Rowan Ellis: I would say that one of my favorite pieces of queer media that I feel is appropriate for almost all ages is a British movie called Pride. It is fantastic. It's essentially based on a true story that you almost certainly have never heard of, of a group of queer activists who decided to raise money for striking miners in the '80s in the UK to show their support for them against the government that had also been persecuting queer people during that time. It is a beautiful story of found family and friendship and very classic British clash of cultures type of movie.

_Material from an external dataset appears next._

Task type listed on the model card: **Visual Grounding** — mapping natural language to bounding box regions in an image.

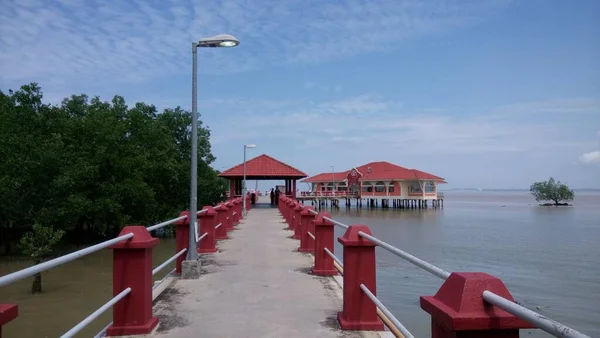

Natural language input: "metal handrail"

It is absolutely delightful. It will make you laugh out loud. It has some absolute national treasures in it and also will show you a little bit of history that you might not otherwise have been exposed to. I think that like a movie or TV show character who I think people would maybe be surprised by-- I could name a bunch that are characters that have been pounced upon by the queer community from when they were kids where they felt like a strange affinity with the character and couldn't really tell you why. Things like Spinelli in Recess is a classic example.
I know a lot of queer girls who were like, "Why do I feel such a connection to Spinelli?" Which is such a specific character in a specific show, but when I talk to queer women, especially, so many of them name this character, and hadn't talked to anyone about it. It's been this independent thought that they'd had that so many of us have gone through because it was someone who didn't necessarily fit into what a girl was supposed to be.
There's also characters that are technically canonically queer. There is queerness there, and it's just not necessarily talked about in that way. The obvious example, for me, being something like Mulan, the Disney movie. You have a character who is dressing as different genders who finds a lot of power in that ambiguity of gender and a love interest who seems to have a great deal of affection and romantic feeling for a character before knowing that she was, in fact, a woman.
I think that that is something that's slipped under the radar maybe for a lot of people when they're younger, but I do know a lot of queer people who, even when they were watching it as kids had this feeling of "Oh, wait, what is that? What's happening here? Is this something that's allowed?" and felt a lot of comfort in it.
Brigid Bergin: Well, thank you, Rowan Ellis, for that list. We're going to have to leave it there. My guest has been Rowan Ellis. She's a speaker and LGBTQI+ advocate who creates content around queer history, pop culture, and activism. She's the author of Here and Queer: A Queer Girl's Guide to Life. Rowan, thanks so much for coming on the show.
Rowan Ellis: Thank you so much for having me.